FXCheck™ is one signal among several. Always cross-check the wagering multiplier, max cashout, and country eligibility shown on the bonus page against the operator’s terms at the moment of claim.
Transparency commitments
The numbers above update in real time. As of this page load:
- 281 total reports collected since 2026.
- 46 reports in the last 30 days.
- 112 bonuses with at least one FXCheck™ report.
- 64 casinos covered.
- Most recent report: 6 hours ago.
If a discrepancy is found, submit a correction through our corrections inbox.
Frequently asked questions
Can casinos pay to manipulate their FXCheck™ status?
No. FXCheck™ status is computed mechanically from player reports filtered through our anti-spam pipeline. Affiliate relationships do not affect the status calculation.
What if I disagree with the status shown for a bonus?
Submit your own report on the bonus page. If you believe the status is mathematically wrong (the math doesn’t match the reports), use the corrections form and include screenshots. We respond within 72 hours.
Do you remove negative reports?
Only when they fail the anti-spam filter (pattern detection on coordinated submissions) or are submitted by users with a track record of unverified claims. We never remove individual negative reports at an operator’s request without an editorial review, and even then only when the report is demonstrably about a different bonus or different operator.

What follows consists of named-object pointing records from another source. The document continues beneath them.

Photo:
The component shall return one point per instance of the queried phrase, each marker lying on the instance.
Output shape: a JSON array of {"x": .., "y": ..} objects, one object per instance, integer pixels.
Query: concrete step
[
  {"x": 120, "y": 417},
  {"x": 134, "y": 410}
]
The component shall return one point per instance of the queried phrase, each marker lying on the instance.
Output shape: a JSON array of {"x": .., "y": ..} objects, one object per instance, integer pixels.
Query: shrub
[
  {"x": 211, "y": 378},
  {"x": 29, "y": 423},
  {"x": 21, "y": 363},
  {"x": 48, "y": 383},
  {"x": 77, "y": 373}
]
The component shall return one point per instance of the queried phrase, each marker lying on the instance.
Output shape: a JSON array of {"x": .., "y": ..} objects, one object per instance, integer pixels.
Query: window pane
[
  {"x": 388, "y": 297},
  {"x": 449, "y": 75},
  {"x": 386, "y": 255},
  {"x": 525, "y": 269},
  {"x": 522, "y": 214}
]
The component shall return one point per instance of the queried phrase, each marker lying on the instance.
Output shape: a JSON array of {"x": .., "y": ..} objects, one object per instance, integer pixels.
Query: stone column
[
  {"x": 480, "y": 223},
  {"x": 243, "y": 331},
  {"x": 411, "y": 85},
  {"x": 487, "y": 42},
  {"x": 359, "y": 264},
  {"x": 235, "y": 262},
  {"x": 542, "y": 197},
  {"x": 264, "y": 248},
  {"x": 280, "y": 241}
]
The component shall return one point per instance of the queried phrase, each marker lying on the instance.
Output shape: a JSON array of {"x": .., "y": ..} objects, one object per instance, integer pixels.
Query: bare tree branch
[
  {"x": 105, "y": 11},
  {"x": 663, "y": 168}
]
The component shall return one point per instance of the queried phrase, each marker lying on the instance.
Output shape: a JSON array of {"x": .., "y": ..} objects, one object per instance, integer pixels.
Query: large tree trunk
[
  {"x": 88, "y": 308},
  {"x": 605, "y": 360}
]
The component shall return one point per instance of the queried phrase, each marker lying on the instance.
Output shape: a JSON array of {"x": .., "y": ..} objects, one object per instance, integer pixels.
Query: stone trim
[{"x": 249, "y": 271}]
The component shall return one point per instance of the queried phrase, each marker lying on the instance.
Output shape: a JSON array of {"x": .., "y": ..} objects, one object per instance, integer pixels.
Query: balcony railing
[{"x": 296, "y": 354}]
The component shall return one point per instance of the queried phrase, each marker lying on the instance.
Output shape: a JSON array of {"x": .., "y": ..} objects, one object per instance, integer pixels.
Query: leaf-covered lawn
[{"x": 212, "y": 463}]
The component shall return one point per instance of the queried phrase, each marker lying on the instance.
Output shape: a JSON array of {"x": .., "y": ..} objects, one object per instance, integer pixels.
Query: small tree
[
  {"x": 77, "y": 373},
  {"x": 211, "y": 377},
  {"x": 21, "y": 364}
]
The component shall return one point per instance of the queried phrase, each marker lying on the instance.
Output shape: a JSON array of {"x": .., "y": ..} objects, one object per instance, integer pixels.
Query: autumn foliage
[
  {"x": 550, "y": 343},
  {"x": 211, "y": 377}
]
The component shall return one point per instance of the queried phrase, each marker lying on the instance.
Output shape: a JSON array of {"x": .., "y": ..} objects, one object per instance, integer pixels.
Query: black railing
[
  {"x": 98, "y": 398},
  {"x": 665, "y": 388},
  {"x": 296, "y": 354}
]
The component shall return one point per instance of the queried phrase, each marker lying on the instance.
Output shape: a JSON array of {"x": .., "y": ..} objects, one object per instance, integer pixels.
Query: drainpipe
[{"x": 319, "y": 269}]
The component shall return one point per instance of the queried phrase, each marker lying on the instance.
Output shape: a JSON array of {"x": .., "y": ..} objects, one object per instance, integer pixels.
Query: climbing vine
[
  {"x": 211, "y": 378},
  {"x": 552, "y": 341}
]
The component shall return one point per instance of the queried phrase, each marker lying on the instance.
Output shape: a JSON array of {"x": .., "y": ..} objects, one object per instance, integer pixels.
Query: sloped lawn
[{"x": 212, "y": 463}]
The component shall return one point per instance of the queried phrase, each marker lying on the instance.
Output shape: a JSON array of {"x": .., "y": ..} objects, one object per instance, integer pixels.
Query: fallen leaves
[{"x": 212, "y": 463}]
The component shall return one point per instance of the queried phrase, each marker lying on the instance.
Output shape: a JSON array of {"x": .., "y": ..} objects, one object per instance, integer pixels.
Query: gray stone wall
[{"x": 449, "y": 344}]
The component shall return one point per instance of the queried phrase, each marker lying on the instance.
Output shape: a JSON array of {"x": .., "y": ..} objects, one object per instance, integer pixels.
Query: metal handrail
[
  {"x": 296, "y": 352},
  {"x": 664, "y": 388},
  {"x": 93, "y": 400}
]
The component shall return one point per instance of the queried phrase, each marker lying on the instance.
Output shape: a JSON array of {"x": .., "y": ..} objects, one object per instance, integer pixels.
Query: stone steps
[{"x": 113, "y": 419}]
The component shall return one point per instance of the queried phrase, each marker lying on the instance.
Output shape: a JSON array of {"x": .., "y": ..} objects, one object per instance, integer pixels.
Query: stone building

Why don’t you show every individual report publicly?
Player reports often include account-level details (claim time, partial transaction info) that would be a privacy risk to expose. The aggregate numbers, status history, and editorial notes are public. The raw reports are not.
How is FXCheck™ different from regular user reviews?
FXCheck™ asks one specific question: did this bonus work for you, exactly as listed? A regular review asks for an overall opinion of the casino. The two complement each other — FXCheck™ tells you whether to claim the offer; reviews tell you whether to stick around at the casino afterwards.